Three weeks later, when I come home from a day out with the kids, R meets me at the door: Ommie has passed away, peacefully. It is July 17, 2002, only ten weeks after Granddaddy’s death. Later Lois tells me that she thinks Ommie feels able to go after seeing me, that only then is she really ready.
Ommie’s funeral takes place a few days later, and, like last time, I can’t go. But I am more at peace with it now, and on the day itself I am alone in the house.
As the time for the funeral approaches, I am restless. I imagine everyone in the church, I imagine the gathering. I both want and don’t want to be there.

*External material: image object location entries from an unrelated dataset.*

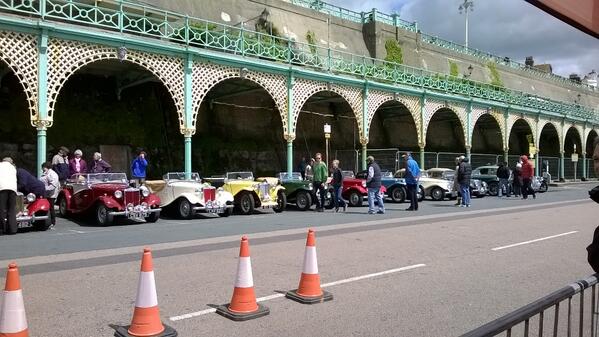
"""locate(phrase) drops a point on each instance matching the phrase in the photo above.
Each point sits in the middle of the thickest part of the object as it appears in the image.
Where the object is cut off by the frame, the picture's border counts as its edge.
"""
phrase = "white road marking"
(278, 295)
(531, 241)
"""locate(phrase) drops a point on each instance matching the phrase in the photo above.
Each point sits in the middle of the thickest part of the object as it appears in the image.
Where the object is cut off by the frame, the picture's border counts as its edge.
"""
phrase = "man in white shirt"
(8, 197)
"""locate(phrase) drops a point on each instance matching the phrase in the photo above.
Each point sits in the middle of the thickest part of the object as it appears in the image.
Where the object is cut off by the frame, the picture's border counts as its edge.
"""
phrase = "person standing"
(503, 174)
(337, 183)
(412, 177)
(373, 183)
(464, 174)
(138, 168)
(8, 197)
(77, 165)
(100, 165)
(60, 163)
(52, 185)
(318, 180)
(527, 175)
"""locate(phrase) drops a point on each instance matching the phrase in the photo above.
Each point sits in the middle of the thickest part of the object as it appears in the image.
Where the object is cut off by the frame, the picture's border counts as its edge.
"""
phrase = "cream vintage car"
(250, 193)
(184, 197)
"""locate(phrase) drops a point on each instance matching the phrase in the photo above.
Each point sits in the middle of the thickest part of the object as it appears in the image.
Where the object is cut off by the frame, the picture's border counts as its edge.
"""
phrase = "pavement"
(440, 271)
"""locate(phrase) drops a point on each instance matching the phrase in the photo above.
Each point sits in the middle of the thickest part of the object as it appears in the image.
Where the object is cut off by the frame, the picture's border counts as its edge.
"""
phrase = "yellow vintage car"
(250, 194)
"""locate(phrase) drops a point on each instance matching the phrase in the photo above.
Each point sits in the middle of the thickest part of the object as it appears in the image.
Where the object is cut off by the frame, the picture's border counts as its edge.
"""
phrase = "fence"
(563, 313)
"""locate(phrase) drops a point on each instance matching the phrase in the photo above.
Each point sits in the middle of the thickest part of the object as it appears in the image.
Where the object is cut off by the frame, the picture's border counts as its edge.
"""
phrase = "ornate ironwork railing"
(138, 19)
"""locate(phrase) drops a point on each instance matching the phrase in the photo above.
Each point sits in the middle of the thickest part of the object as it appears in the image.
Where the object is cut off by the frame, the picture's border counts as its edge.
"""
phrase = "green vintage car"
(298, 190)
(249, 193)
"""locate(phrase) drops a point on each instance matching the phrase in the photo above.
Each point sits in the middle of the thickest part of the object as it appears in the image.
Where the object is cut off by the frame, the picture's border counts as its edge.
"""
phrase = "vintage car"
(297, 190)
(32, 212)
(184, 197)
(354, 189)
(107, 196)
(396, 187)
(249, 193)
(437, 189)
(478, 188)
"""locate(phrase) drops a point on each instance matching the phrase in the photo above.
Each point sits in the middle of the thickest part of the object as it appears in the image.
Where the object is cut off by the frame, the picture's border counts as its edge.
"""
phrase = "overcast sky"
(512, 28)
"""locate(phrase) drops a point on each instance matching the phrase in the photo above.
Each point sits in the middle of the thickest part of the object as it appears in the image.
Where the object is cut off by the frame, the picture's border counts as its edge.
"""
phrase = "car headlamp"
(144, 191)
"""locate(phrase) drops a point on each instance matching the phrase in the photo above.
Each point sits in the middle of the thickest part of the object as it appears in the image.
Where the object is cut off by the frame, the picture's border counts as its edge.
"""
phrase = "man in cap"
(373, 183)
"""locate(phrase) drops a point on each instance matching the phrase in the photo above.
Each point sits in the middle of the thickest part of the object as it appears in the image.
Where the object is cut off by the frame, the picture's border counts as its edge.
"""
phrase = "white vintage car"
(186, 197)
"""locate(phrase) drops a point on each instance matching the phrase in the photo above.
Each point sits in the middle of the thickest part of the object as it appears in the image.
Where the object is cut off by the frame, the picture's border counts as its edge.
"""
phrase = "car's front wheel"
(303, 200)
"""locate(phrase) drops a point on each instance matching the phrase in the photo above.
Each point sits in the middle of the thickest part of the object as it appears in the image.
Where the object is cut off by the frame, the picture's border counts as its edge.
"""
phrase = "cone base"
(122, 331)
(293, 295)
(224, 311)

The hour arrives. I walk out to our back garden, through the gate, and into the wild part of our land, with the stream along the end, a log cabin studio, and a patio situated underneath old trees. For some reason I want to sit down, so I perch on the edge of the studio decking, as if I’m waiting for something. The air is very still. It is overcast, but not dark. It is summer.
Some birds fly overhead, and I notice one bird left behind, taking its time. I think maybe that bird is sending me a message, a goodbye or farewell. Eventually it catches up with the others, and they move out of sight. And then, as I’m sitting there, there is a sudden, brief rain shower, which lands almost exclusively on me. I can see that the decking is not wet. I can see that the grass is still dry. But I am covered in little raindrops, tiny damp circles spreading on my top. It lasts for only a few seconds, and then moves off. There are no apparent rain clouds, no change in anything else. The sky is the same. But it has happened.
I look up. I feel certain that Ommie has somehow reached me today, and is letting me know that she’s okay. That they are okay. And right away, I believe her, as I always have. Right away I know that I carry in me every gift they ever gave me, and that nothing, not even their deaths, can empty the rooms where they have always and will always live.